3.4. Accuracy assessment
After the bundle adjustment, the residuals of the GPCs were used to evaluate accuracy of absolute orientation and additionally the stochastic model of the results. Here, all direction XL335 were considered separately and the root mean square errors (RMSEs) were calculated. To assess the final positional accuracy of the geometric model, checkpoint coordinates were located in the orthophoto and DEM within ArcGIS2 environment. Because the terrestrial data mainly shows the elevation of the steep gully walls, accuracy assessment cannot be done with 2.5D data. In this regard, checkpoint coordinates were measured within 3D point cloud. All checkpoint deviations were calculated in dependence on direction (X/Y/Z).

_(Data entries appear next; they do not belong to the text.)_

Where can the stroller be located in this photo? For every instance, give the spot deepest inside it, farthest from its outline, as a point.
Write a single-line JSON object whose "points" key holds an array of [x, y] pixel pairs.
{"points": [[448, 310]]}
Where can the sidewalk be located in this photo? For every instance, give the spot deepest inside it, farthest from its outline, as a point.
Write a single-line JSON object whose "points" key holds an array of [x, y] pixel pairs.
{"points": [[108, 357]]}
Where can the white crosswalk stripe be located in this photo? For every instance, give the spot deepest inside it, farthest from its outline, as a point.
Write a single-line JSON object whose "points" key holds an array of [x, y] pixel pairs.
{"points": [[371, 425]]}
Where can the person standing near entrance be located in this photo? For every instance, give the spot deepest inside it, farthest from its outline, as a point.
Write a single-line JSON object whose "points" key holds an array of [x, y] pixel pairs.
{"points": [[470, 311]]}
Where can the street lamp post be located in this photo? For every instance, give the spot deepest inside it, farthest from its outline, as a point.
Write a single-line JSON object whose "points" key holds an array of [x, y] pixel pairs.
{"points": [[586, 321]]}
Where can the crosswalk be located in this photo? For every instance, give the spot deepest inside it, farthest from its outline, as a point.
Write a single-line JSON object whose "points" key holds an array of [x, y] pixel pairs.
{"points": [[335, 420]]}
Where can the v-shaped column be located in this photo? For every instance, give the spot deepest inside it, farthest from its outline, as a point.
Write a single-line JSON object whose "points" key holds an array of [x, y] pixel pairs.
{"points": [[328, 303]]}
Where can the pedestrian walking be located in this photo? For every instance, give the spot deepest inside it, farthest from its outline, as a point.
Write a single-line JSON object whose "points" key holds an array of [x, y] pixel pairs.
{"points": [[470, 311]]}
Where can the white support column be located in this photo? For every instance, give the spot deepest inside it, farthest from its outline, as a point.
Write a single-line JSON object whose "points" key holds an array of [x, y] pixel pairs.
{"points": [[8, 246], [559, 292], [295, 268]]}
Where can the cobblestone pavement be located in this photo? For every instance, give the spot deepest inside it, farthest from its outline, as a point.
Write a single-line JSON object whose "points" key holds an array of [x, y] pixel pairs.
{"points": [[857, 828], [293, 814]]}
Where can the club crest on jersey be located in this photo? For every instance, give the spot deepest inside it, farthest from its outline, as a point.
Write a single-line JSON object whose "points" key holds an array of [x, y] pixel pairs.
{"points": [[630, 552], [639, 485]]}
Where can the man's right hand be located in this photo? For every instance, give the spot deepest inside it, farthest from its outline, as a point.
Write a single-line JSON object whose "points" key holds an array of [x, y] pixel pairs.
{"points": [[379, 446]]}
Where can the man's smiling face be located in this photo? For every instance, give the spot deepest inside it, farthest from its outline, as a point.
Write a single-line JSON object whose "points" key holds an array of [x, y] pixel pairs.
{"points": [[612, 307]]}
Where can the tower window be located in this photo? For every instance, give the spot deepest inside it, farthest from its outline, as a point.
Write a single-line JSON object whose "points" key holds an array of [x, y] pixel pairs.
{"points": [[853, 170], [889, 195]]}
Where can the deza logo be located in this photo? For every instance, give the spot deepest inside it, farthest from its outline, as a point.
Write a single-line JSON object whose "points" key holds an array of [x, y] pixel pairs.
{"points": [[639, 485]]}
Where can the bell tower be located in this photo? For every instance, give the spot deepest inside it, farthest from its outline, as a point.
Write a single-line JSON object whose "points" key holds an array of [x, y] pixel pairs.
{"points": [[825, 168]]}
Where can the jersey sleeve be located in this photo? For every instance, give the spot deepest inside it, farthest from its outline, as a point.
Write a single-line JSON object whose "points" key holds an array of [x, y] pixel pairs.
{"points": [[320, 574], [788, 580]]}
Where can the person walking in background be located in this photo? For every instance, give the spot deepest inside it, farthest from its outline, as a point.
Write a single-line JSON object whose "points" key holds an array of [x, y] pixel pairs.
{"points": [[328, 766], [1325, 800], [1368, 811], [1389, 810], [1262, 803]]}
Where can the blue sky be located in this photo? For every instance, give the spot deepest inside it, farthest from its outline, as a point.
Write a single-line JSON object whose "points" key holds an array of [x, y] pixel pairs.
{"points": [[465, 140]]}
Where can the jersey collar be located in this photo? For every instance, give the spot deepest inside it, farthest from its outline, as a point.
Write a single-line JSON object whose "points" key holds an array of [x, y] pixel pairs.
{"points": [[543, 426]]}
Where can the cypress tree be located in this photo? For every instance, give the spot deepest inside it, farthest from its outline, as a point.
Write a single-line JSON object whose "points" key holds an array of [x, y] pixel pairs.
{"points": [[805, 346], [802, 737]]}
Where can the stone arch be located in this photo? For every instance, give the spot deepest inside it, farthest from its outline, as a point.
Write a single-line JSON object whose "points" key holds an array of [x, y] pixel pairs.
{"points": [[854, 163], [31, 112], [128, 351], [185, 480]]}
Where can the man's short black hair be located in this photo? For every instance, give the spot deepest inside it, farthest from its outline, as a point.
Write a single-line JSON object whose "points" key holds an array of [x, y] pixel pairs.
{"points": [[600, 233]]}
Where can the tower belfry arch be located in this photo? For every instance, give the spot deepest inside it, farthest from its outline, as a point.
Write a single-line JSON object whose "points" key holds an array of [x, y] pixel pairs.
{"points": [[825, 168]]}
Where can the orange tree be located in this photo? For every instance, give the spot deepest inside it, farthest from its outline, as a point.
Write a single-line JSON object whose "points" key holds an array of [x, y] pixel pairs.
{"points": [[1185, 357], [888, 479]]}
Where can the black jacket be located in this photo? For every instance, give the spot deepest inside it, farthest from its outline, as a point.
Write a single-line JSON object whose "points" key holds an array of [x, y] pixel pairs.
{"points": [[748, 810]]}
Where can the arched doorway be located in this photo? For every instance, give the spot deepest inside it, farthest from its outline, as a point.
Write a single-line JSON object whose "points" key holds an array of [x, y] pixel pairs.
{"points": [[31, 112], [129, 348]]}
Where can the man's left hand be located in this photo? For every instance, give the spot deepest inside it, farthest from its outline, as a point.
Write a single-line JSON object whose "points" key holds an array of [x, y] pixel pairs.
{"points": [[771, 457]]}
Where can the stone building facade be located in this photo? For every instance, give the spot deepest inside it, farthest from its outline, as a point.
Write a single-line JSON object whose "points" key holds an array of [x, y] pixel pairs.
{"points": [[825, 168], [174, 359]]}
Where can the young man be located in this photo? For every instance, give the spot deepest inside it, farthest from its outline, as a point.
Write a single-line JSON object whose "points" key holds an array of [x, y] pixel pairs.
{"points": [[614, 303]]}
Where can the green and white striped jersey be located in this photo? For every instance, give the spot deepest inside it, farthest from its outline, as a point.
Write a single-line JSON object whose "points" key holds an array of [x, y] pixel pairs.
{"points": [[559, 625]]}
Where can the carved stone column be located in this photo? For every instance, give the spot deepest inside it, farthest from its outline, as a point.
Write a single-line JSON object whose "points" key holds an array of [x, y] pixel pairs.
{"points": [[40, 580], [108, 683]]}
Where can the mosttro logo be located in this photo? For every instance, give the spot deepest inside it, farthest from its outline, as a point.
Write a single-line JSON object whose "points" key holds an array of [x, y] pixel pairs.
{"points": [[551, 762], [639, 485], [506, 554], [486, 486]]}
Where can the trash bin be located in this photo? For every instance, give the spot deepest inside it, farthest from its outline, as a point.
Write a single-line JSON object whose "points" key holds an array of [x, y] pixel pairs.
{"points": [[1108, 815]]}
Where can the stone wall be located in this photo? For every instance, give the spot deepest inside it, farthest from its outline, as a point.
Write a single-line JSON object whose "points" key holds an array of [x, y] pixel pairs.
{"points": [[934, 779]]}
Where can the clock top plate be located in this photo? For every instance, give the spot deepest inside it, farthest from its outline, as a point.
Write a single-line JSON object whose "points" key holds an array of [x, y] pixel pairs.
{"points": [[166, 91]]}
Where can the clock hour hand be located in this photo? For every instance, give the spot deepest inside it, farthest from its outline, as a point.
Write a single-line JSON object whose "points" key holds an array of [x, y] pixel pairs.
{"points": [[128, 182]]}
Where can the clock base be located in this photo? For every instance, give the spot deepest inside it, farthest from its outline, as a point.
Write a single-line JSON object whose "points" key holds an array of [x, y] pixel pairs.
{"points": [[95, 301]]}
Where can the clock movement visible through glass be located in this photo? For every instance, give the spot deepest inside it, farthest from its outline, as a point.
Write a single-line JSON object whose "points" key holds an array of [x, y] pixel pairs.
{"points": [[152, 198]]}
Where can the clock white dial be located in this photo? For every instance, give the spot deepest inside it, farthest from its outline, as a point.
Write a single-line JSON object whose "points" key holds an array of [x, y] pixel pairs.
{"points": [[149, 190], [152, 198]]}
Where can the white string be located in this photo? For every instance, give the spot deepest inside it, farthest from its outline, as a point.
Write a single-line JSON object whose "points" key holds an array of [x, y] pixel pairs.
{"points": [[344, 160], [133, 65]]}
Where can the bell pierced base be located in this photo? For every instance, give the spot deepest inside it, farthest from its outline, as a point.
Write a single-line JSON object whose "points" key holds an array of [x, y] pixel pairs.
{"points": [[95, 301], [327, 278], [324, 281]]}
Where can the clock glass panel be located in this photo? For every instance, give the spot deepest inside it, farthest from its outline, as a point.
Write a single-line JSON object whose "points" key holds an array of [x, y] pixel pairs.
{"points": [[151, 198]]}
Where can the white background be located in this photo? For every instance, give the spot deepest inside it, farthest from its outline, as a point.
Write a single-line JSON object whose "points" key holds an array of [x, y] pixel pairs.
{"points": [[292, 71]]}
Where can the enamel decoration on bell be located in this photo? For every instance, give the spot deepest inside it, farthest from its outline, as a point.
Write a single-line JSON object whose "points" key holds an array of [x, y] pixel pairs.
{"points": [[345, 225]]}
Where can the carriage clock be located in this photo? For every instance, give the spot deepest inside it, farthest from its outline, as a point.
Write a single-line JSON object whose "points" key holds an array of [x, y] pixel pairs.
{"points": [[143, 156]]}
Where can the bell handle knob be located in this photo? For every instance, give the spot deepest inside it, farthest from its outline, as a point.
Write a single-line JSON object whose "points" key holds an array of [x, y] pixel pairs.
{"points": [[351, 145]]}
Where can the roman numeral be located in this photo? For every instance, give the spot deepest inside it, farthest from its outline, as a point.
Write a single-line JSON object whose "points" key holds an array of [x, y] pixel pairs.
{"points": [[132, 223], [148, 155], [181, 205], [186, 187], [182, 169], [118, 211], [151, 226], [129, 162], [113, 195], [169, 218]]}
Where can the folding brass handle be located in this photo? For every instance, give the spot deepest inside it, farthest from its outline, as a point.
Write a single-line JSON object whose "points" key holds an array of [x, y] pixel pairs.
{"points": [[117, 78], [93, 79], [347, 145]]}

Furthermore 3D point distances were analysed to examine the effects of different referencing methods (GCPs/vGCPs) and to verify results of ICP registration. Thereby, the UAV point cloud was used as reference. Due to significant data gaps in the UAV point cloud, the calculation of cloud-to-cloud distances would lead to erroneous results. For this reason, the Poisson Surface Reconstruction (Kazhdan et al., 2006) was used to derive a meshed 3D model of the UAV point cloud. Thus, gaps were interpolated and finally closed. To investigate the positional accuracy, the point-to-mesh distance between the TERRA point cloud and the UAV mesh could be evaluated directionally. That means positive and negative distances are estimated using the normal vectors of the mesh. So far, this approach has been rarely used, e.g. Koutsoudis et al. (2014) examined the accuracy of 3D-photoreconstruction of a Greek statue based on the cloud-to-mesh distance.